Tag Archives: AHV

Using CALM Blueprints – Automation is the new punk!

Repeatability

I can imagine there are a lot of people like me who are continually setting up and tearing down environments in order to run application benchmarks, test out APIs or run various new features etc. The consequence of this is that I have umpteen sources of best practice notes for each and every technology stack I get involved with. What’s worse is that some of the configurations and their changes are identical across multiple applications. So often, I am digging around in directories entitled somewhat unhelpfully like “Notes” and “Best_Practices” or …. wait for it …..”Tunings”.

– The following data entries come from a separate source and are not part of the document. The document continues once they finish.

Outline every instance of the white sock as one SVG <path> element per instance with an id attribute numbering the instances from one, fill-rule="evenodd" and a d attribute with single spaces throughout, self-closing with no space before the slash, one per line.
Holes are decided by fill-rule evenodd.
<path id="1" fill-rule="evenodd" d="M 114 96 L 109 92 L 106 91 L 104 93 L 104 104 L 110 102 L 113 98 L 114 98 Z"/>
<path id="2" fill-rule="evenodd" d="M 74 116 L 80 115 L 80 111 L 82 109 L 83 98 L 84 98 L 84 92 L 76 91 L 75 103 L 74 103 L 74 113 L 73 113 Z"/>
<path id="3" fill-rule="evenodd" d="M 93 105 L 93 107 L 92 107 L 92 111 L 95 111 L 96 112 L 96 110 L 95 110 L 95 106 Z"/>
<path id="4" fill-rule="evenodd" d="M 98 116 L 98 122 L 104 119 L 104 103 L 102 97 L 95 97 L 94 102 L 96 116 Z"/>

As part of an ongoing move towards Infrastructure as Code, I am on a mission now to get all of the crufty bits of info I keep here, there and everywhere, into a source code repository format. To that end I have been looking at using the Multi-VM blueprint functionality of Nutanix Calm (Automated Lifecycle Management). Calm allows me to create a blueprint and reuse all my original code snippets and config edits. They can be in Bash, Python or Powershell and so on. Once created, the blueprint can be stored in a repository on Github, for example. Then everytime I use that blueprint I get a repeatable deployment that is the same, each & every time I run it.

Here’s one I made earlier

Let’s take a look at building out a stack to benchmark Elasticsearch using esrally. I covered some of this in a my last post. I want to start off by discussing a few prerequisites that will be needed. First and foremost – the image used to create the virtual machines (VMs). I used CentOS 7 cloud images which will require ssh key based access for the default user (centos). This means I need to store both public and private keys in the various parts of the configuration. See below for the Configuration > DOWNLOADABLE IMAGE CONFIGURATION and Credentials sections in the blueprint

The blueprint automatically creates three virtual machines (VMs), one to host a single Elasticsearch instance, one for the Kibana instance and another that will run the esrally workload generator. See below for the basic layout of the blueprint. As the Kibana instance needs to know the address of the Elasticsearch instance, I need to create a dependency between the Elasticsearch and Kibana services. I do this by creating “an edge” between the services. This is delineated by the white line. That way the Kibana configuration/install only proceeds when the Elasticsearch configuration/install has completed. However, all underlying VMs are created simultaneously.

Services and dependencies

Each service requires a virtual machine in order to provide that service. So configure each VM with storage (vDISKS), network (NIC), ssh access (Credentials), along with any guest customisation and so on.  For the Search_Index (Elasticsearch) service, I built the Elasticsearch VMs to host six 200GB vdisks, and used the cloud-config already installed in the image to set access keys and permissions. See below…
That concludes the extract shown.